L’intérieur de la collégiale possède quelques pièces dont certaines sont très intéressantes. Les autels des collat éraux sont de style baroque et en chêne. Ils datent du XVIIIe siècle. Les bancs d’oeuvre de style Renaissance en chêne dont une partie est peinte datent du XVIIe et du milieu du XVIIIe siècle. La Chaire de Vérité en chêne de style Louis XVI a été créée par P.Lugnian et Ph. Jaufort en 1790-1791. Les stalles en chêne dans le choeur sont de style Louis XV et ont été construites par Fossons en 1778. Les lambris de la chapelle dédiée à Saint-Antoine dans l’un des collatéraux ainsi que les différents confessionaux sont également de style Louis XV. Le Jubé en marbre et pierre blanche est d’architecture Renaissance et fait preuve d’une certaine élégance. Il est daté de 1592. La grande orgue y a été placée en 1907. Elle est issue de la grande synagogue de Berlin. Une mise au tombeau en pierre avec des traces de polychromie de l’école anversoise est datée de la fin du XVe siècle. En bois polychrome, nous trouvons également un Christ assis au calvaire du début du XVIe siècle. Une Pieta de l’école anversoise datant de 1511. La collégiale dispose également de toute une série de statues anciennes telles que celle en bois doré de Saint-Ursmer. Les autres pour la plupart en bois polychromé sont dans les chapelles autrefois sièges des confréries. Il s’agit des statues de Saint Sébastien (confrérie des archers), Saint Donat de Munstereifeld , de Saint Hippolyte et de Saint-Arnould (confrérie des brasseurs). A l’exception de la dernière qui date de la seconde moitié du XVIIIe siècle, ces statues datent du XVIIe siècle. Les fonds baptismaux en marbre datent de 1677. Les bénitiers sont en pierre bleue et sont de la fin du XVIe siècle - début du XVIIe siècle. Des monuments et dalles funéraires en marbre se retrouvent également en quelques endroits de l’église. Ils datent des XVIe, XVIIe et XVIIIe siècle.
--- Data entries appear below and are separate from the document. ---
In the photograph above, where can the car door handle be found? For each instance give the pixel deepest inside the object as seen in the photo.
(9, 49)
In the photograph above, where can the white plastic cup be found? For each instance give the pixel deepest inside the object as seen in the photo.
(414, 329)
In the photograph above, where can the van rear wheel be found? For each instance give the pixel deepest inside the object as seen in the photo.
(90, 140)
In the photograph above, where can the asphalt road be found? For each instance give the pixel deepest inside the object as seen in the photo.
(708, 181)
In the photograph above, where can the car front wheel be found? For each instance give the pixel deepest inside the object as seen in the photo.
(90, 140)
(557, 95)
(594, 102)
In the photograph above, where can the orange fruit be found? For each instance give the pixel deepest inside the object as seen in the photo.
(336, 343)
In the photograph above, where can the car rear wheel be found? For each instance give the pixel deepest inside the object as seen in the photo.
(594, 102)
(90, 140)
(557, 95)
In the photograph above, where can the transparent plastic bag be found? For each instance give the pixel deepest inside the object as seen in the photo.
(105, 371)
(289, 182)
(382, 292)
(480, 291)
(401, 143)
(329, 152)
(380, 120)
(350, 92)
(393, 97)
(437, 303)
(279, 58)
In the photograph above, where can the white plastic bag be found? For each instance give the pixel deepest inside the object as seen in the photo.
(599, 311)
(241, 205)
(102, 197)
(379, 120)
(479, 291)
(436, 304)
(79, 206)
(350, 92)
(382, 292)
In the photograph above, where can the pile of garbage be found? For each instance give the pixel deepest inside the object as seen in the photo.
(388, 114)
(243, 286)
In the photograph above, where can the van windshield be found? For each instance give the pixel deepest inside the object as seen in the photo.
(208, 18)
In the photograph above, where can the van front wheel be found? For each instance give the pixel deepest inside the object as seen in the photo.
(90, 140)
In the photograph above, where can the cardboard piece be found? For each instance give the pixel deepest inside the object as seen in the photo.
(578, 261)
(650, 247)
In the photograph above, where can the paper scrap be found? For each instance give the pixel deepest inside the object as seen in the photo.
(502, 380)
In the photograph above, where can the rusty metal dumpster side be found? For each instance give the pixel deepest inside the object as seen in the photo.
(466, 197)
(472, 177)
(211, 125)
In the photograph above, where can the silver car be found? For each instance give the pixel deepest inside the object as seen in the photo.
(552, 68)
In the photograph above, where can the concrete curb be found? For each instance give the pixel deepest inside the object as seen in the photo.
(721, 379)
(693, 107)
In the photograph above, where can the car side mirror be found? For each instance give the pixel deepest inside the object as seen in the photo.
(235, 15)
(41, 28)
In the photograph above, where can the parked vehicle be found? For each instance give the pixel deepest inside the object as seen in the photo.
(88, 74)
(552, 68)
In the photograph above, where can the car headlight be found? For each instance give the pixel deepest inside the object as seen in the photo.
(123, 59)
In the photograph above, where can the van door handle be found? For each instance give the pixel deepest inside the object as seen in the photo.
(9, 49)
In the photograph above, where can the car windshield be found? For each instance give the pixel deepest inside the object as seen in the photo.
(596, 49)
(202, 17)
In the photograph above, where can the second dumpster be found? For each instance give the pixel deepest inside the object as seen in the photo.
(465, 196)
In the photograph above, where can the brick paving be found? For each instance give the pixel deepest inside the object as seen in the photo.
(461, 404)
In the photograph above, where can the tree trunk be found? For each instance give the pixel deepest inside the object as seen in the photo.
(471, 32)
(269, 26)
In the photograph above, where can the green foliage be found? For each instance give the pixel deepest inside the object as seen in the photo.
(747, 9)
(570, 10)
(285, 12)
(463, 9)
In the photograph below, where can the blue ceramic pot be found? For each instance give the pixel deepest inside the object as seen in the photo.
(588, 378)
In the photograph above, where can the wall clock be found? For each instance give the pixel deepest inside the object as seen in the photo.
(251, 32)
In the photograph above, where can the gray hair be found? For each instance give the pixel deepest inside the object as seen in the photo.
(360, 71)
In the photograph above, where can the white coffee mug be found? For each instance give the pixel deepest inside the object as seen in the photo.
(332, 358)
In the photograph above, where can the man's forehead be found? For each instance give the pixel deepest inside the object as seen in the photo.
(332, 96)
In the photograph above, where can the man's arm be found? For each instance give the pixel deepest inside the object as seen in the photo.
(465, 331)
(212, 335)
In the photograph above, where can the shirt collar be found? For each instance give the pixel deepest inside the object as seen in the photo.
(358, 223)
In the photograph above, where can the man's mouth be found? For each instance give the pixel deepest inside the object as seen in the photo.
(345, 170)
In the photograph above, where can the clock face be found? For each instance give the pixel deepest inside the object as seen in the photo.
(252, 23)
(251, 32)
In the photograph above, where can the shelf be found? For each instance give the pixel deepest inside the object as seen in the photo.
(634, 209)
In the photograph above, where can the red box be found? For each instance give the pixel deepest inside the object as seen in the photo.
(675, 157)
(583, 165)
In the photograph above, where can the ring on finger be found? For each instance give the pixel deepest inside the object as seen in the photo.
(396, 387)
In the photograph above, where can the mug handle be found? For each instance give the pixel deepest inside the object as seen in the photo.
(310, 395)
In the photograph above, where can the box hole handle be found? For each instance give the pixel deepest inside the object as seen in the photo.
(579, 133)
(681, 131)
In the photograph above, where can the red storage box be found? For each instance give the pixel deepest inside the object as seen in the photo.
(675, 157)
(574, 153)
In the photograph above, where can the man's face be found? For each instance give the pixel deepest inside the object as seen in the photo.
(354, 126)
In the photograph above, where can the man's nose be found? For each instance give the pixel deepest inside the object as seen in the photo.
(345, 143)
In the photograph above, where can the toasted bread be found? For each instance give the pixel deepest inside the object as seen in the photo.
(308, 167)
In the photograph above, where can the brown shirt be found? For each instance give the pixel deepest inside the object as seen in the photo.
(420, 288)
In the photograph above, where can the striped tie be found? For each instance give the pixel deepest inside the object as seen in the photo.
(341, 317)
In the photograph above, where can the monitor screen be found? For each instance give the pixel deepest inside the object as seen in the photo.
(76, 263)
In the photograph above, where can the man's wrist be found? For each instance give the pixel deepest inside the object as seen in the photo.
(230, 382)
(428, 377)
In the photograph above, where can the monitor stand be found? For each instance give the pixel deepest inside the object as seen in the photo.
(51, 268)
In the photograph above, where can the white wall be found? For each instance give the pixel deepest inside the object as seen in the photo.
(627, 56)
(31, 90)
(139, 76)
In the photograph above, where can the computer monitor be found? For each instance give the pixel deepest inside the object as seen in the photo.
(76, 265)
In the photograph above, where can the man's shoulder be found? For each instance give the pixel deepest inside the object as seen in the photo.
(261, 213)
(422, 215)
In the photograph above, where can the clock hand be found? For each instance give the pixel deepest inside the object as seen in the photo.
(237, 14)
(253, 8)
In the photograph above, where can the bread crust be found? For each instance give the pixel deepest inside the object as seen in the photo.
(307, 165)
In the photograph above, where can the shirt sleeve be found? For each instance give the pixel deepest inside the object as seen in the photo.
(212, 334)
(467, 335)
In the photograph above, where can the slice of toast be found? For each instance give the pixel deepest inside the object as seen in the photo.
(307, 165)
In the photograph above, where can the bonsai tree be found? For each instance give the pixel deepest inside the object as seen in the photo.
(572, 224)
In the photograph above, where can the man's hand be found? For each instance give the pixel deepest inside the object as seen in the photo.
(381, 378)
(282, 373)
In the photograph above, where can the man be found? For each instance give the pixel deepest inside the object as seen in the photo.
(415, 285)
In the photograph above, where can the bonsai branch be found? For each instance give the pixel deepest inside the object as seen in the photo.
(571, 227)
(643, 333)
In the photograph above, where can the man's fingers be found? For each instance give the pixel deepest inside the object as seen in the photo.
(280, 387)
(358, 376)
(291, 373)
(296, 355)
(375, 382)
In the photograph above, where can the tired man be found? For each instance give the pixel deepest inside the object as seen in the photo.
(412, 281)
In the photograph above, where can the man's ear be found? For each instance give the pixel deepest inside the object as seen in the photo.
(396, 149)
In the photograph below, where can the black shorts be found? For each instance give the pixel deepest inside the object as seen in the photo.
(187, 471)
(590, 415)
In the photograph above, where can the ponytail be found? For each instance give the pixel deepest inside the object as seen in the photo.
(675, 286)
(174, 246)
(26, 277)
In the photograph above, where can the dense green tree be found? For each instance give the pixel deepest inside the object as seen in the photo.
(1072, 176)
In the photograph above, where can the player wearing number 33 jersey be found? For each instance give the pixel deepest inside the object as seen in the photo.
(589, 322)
Le trésor de Saint-Ursmer est constitué de pièces de très grandes valeurs. Il s’agit entre autres de trois reliquaires. Celui de Saint-Pierre en forme de bras. Il est en argent, orné de nielles, de filigranes et de cristaux. Sa base est en cuivre rouge gravé et doré. Le second est également en forme de bras en cuivre doré et en argent, orné de pierreries et d’émaux. Tout comme le précédent, ce reliquaire date du XIIIe siècle et est issu de l’école mosane. Ils sont en la collégiale Saint-Ursmer depuis 1409 et furent apporté par le chapitre de Lobbes. Le troisième reliquaire est celui de la Vraie Croix. Il a la forme d’un calvaire et est orné de pierreries. Au-delà de son intérêt artistique indéniable, il a une importance historique également. En effet, il s ’agit d’un cadeau de Marguerite d’York au chapitre de Saint-Ursmer. En plus de ces 3 reliquaires, le trésor a encore des calices anciens, une statue de la Vierge en buis de XVIIe siècle, le bâton de connétable de la confrérie de Saint-Ursmer daté de XVIIe siècle. Il est surmonté d’un buste du saint. Font également partie du trésor des vêtements sacerdotaux brôdés de soie et d’or. Il s’agit de dons des archiducs Albert et Isabelle réalisés par les dames de la Cour d’Autriche au début du XVIIe siècle.